ここでは、国際的な最も大きな課題となっている環境問題について、先導する主役である金融業界の「潮流」について、長年、環境金融の領域で企業と金融機関の動向を追ってきた環境金融研究機構の藤井良宏に聞いた。
2017年以降、国内企業のグリーンボンド発行件数は伸びており、20年には発行総額が1兆円を超えた。さらに政府が推進しているのが、トランジションファイナンスだ。脱炭素社会の実現に向けて、グリーン事業への取り組みや燃料転換など、「移行(トランジション)」にともなうファイナンスである。4要素(戦略とガバナンス、マテリアリティ、科学的根拠、透明性)を満たさなければならず、現在、航空、船舶、運輸、インフラの大手がモデル事例に選定されている。しかし、わが国のサステナブルファイナンスの草分け的存在である環境金融研究機構代表理事の藤井良広がこんな話をする。
「トランジションボンドは、ある意味、魅力がある。
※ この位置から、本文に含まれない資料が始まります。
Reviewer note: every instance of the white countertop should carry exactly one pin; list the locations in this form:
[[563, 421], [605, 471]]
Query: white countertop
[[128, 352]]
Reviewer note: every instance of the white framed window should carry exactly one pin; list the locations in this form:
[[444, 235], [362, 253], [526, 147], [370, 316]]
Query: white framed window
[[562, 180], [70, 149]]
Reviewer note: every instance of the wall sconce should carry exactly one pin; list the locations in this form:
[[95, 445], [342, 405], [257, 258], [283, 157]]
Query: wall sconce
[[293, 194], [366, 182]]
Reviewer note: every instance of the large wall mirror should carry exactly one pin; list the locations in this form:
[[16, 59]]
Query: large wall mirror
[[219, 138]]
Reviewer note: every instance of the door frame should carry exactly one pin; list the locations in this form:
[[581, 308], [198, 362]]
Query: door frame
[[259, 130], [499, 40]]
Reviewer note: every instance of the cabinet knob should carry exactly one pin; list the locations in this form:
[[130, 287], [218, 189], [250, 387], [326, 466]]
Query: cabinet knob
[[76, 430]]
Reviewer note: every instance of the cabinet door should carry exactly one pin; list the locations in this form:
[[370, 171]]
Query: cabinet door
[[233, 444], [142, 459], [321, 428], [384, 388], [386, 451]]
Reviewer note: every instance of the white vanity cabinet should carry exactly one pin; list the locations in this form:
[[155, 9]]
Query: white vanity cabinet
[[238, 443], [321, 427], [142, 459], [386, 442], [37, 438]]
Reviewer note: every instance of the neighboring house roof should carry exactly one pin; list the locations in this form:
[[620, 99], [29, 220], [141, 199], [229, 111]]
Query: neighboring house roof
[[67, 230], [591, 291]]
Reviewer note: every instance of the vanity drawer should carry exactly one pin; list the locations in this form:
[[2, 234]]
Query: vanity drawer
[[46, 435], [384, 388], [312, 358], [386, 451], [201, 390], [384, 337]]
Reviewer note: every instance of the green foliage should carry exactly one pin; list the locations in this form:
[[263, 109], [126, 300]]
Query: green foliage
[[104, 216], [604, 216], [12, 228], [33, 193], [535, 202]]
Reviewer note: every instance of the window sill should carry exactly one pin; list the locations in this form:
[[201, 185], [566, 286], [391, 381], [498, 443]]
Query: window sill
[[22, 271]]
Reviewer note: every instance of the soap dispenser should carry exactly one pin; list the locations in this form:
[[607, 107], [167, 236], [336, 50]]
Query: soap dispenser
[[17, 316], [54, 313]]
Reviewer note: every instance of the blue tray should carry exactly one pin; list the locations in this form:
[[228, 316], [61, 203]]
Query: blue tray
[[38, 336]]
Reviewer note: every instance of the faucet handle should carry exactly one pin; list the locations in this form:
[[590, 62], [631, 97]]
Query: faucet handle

現在、『ブラウン(CO2排出量の多い)とみなされる企業』を『グリーン化』することで、ESG的にも収益的にも大きなリターンが見込めるからです。ただ、OECDによるレビューに日本の企業が入っていない。理由は円建てだけだからです。経産省が支援しているから安心なのか、国内投資家向けになっていて、本来は、ドル建てかユーロ建てにしてグローバルな投資需要に合わせるべき。世界水準のトランジション戦略を立てられた企業こそが先頭に立てるのです」
日本企業では、トヨタ自動車やNTTが外債と円債でサステナブルボンドをしていることで知られている。
「日本政府だけがG7のなかで別立ての緩い基準で行っています。むしろ逆に日本がグローバルの頂点に立つべく、ルールメーカーになるべき。投資家にリターンが大きいことと社会貢献を両立できることを示すには、グローバルに共通するトランジションのルールをつくることが必要でしょうね」
ふじい・よしひろ◎1949年、兵庫県神戸市生まれ。日本経済新聞社に入社後、欧州ロンドン駐在記者、経済部編集委員を歴任。2014年に環境金融研究機構を設立。専門は環境金融。